The Catholic charismatic movement, which began in the 1960s, stresses the charisms _ or spiritual gifts, such as the power to speak and pray in tongues and to heal _ attributed to early Christians.

Mahony praised the charismatics for being”so generous in your prayers and healing affecting my surgery in June and my recovery ever since.” The cardinal’s successful surgery stopped the spread of cancer beyond his prostate, portions of which were removed. Mahony said he visited patients while rehospitalized in July to dissolve a small blood clot and found that,”several people I visited here are never going to leave here alive.” Mahony told the audience he then said to God:”`Lord, every person I just visited on these two floors is far more sick than I am.’ And what did I learn in that?

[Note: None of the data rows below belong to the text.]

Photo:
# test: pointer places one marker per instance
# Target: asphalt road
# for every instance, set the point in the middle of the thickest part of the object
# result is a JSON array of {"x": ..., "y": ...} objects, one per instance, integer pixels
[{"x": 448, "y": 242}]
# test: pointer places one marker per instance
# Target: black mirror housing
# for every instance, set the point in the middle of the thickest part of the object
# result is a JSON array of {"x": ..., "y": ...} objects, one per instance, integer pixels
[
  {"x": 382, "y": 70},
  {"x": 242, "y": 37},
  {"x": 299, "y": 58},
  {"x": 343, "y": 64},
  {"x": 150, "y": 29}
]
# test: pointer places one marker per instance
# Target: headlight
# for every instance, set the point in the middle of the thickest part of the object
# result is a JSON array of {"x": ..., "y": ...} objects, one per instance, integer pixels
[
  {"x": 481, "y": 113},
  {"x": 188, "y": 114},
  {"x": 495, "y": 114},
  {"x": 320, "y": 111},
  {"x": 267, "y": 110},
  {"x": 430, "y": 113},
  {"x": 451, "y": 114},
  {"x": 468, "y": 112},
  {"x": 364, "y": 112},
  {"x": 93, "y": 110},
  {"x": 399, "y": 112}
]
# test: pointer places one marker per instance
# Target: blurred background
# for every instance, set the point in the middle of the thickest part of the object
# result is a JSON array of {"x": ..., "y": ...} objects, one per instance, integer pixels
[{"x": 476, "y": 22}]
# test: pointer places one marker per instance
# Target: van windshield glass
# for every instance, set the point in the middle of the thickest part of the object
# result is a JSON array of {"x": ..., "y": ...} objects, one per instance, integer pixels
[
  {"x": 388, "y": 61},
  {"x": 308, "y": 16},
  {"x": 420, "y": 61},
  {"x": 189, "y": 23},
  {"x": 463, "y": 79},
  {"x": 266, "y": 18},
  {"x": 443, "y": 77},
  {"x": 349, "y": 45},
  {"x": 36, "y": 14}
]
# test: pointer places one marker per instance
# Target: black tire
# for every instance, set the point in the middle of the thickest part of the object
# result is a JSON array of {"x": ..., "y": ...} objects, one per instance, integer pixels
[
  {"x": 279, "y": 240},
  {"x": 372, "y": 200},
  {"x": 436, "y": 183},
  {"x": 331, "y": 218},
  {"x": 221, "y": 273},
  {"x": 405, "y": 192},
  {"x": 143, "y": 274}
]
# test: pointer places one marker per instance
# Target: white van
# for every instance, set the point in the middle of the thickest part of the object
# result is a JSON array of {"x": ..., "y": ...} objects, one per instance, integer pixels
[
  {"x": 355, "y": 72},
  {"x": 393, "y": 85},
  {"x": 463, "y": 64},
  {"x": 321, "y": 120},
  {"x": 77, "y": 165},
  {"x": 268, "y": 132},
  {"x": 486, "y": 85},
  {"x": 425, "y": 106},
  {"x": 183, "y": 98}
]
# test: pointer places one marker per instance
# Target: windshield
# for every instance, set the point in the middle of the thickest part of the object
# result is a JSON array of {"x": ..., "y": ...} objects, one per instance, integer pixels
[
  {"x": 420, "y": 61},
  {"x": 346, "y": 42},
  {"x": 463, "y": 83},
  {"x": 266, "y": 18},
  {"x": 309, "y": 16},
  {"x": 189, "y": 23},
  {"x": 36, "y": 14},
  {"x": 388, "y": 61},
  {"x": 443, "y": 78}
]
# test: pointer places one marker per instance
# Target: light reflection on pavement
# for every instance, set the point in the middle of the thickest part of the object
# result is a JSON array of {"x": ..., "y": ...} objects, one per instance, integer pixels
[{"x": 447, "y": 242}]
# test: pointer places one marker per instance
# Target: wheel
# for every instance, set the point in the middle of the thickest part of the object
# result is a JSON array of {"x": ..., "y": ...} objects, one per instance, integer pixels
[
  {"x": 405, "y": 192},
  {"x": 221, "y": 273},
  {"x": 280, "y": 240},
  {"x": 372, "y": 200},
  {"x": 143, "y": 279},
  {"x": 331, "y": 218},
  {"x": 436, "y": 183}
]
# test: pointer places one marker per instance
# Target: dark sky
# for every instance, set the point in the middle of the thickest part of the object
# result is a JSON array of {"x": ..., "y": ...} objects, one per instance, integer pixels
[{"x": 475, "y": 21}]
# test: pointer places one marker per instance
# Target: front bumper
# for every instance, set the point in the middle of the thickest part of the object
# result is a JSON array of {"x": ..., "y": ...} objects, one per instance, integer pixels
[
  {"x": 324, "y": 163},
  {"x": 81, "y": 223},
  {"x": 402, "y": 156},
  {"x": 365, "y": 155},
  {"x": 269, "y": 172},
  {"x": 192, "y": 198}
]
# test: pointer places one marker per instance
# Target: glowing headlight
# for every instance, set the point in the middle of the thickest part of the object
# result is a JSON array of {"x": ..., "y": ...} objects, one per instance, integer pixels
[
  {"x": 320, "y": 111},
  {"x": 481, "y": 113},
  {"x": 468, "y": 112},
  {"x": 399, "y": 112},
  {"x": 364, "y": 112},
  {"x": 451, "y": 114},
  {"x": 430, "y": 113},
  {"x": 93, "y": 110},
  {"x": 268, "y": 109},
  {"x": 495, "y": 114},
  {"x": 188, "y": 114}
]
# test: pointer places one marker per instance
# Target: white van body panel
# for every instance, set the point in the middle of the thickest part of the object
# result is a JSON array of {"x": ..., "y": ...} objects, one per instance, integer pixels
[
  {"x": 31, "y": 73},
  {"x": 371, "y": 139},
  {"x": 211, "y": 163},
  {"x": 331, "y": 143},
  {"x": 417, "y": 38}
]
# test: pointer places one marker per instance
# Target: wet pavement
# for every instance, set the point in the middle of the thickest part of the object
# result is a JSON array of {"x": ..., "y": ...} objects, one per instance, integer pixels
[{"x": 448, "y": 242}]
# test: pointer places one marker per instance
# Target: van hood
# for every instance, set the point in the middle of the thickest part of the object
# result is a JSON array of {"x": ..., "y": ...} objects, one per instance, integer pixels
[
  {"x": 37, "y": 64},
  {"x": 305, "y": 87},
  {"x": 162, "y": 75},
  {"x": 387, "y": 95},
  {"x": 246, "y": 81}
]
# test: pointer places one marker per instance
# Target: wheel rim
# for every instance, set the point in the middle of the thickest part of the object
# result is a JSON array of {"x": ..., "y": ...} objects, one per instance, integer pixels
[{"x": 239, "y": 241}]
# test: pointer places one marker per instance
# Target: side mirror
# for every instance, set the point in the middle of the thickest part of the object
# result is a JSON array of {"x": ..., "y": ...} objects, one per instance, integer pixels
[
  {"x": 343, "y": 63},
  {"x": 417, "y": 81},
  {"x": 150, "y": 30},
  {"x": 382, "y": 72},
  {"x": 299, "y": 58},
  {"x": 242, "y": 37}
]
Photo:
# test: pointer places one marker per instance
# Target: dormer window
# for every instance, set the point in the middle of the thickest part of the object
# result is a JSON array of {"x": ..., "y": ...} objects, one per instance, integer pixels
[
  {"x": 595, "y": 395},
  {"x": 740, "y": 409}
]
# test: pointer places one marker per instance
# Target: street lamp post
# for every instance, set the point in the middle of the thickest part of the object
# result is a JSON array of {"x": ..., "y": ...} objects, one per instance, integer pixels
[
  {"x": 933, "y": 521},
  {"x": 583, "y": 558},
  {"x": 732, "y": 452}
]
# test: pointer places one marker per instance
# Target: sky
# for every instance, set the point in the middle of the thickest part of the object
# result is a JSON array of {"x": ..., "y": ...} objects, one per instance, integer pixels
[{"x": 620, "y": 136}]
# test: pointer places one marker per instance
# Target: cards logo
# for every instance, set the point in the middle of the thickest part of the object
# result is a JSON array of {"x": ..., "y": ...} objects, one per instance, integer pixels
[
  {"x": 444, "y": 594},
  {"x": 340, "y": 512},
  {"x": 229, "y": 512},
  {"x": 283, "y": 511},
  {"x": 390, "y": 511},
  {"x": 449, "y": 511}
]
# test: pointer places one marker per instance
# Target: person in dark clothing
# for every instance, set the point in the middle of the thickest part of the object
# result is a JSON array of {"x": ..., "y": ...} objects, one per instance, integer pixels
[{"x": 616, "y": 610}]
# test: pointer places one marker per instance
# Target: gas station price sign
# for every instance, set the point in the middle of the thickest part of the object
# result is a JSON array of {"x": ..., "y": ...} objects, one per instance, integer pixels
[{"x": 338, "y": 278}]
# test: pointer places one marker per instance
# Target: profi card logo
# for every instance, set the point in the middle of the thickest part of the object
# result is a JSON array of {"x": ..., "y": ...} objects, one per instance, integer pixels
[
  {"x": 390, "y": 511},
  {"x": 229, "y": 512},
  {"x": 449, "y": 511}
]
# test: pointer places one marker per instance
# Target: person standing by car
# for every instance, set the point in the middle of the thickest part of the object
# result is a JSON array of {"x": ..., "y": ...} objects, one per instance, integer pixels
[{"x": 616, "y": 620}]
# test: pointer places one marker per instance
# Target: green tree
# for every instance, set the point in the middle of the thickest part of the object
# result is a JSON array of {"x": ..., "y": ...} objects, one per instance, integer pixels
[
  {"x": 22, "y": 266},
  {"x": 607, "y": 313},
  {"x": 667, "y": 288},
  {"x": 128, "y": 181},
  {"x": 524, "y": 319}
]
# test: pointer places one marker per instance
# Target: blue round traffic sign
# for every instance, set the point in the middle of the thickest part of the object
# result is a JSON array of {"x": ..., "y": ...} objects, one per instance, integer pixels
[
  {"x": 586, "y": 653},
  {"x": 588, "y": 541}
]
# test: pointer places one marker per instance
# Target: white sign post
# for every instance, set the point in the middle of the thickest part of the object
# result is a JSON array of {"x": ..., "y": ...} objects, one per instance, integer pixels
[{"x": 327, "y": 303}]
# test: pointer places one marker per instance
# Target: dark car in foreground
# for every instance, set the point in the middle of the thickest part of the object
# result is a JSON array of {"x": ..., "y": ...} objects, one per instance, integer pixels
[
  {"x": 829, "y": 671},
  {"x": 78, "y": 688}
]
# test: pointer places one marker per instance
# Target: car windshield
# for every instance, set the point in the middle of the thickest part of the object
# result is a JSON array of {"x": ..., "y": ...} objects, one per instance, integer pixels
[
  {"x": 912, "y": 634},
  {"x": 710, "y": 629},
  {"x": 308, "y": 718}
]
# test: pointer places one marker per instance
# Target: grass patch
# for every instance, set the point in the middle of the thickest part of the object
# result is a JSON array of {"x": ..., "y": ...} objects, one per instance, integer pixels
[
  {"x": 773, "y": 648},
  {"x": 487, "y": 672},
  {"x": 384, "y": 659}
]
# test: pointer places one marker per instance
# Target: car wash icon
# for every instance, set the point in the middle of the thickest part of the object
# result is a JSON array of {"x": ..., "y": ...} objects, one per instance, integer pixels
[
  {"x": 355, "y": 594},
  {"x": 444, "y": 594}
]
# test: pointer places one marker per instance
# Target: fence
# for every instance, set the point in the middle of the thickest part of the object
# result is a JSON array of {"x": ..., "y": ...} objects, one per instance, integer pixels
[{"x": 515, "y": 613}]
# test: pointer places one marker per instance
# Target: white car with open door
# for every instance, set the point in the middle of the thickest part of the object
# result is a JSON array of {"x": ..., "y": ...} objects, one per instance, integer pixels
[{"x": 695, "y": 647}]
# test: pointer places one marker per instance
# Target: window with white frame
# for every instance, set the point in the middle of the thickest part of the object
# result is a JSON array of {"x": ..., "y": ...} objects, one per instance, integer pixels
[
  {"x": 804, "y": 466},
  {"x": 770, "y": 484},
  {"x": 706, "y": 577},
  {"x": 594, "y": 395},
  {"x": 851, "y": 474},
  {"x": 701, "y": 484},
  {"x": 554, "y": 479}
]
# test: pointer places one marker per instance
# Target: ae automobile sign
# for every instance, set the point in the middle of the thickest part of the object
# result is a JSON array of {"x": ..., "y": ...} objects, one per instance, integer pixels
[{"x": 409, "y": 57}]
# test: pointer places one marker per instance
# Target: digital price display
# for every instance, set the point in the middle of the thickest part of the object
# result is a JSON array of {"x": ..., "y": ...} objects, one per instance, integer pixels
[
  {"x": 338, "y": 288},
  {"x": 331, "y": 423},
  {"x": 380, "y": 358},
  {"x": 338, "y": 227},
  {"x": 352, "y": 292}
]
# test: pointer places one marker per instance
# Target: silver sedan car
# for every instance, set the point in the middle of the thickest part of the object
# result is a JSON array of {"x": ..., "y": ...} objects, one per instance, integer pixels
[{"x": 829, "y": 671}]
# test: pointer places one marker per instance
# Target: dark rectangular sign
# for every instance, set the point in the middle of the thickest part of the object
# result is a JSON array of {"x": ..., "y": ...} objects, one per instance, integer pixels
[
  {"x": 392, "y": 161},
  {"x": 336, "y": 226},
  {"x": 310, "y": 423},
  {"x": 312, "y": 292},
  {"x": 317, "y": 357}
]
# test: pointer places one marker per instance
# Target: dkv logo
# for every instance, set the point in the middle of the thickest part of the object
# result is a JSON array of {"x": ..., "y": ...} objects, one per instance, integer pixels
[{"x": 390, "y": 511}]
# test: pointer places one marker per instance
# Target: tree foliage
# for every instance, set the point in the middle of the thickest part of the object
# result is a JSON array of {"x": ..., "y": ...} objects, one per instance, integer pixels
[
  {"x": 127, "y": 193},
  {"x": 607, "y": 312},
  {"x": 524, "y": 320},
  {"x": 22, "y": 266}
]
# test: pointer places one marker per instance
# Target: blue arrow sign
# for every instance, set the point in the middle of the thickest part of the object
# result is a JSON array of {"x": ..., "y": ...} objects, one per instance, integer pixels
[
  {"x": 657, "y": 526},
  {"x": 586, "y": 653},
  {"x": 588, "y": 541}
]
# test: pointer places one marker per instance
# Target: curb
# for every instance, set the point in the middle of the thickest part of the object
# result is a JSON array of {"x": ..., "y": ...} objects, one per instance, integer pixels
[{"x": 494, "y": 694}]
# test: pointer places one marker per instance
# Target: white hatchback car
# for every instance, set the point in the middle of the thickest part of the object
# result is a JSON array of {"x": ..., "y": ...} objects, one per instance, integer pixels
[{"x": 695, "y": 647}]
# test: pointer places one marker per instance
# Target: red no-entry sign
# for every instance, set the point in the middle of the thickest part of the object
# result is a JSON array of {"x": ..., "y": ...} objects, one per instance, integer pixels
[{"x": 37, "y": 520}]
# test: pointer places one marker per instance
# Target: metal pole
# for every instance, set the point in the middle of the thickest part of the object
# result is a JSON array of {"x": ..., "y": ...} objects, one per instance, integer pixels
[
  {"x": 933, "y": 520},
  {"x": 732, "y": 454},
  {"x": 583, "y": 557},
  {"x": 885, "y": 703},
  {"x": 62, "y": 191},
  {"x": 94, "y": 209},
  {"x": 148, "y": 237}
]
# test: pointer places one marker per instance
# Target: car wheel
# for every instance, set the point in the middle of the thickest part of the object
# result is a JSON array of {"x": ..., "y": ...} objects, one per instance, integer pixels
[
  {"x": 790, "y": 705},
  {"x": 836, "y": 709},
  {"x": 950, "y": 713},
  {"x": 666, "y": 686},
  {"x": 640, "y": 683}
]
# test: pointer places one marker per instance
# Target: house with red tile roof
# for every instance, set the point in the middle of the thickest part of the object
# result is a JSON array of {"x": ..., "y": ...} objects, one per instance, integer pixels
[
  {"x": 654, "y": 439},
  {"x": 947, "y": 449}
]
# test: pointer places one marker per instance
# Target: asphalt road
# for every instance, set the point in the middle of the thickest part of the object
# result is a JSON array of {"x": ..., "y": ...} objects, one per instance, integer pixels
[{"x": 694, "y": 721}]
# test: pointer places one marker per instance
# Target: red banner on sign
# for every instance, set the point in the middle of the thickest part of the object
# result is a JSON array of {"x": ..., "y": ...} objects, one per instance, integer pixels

That no matter how difficult our situation is, there are always others around us with a greater cross, greater difficulty, a deeper situation than ours.”

Quote of the day: Valerie Morrow, a Detroit teenager”We are stepping out on our own. We need the help of elders but we are starting this from the ground up.” _ Valerie Morrow, a 16-year-old from Detroit, quoted by the Associated Press on Monday’s (Sept. 7) Million Youth Movement March in Atlanta, which hopes to inspire black youth to form an activist political movement.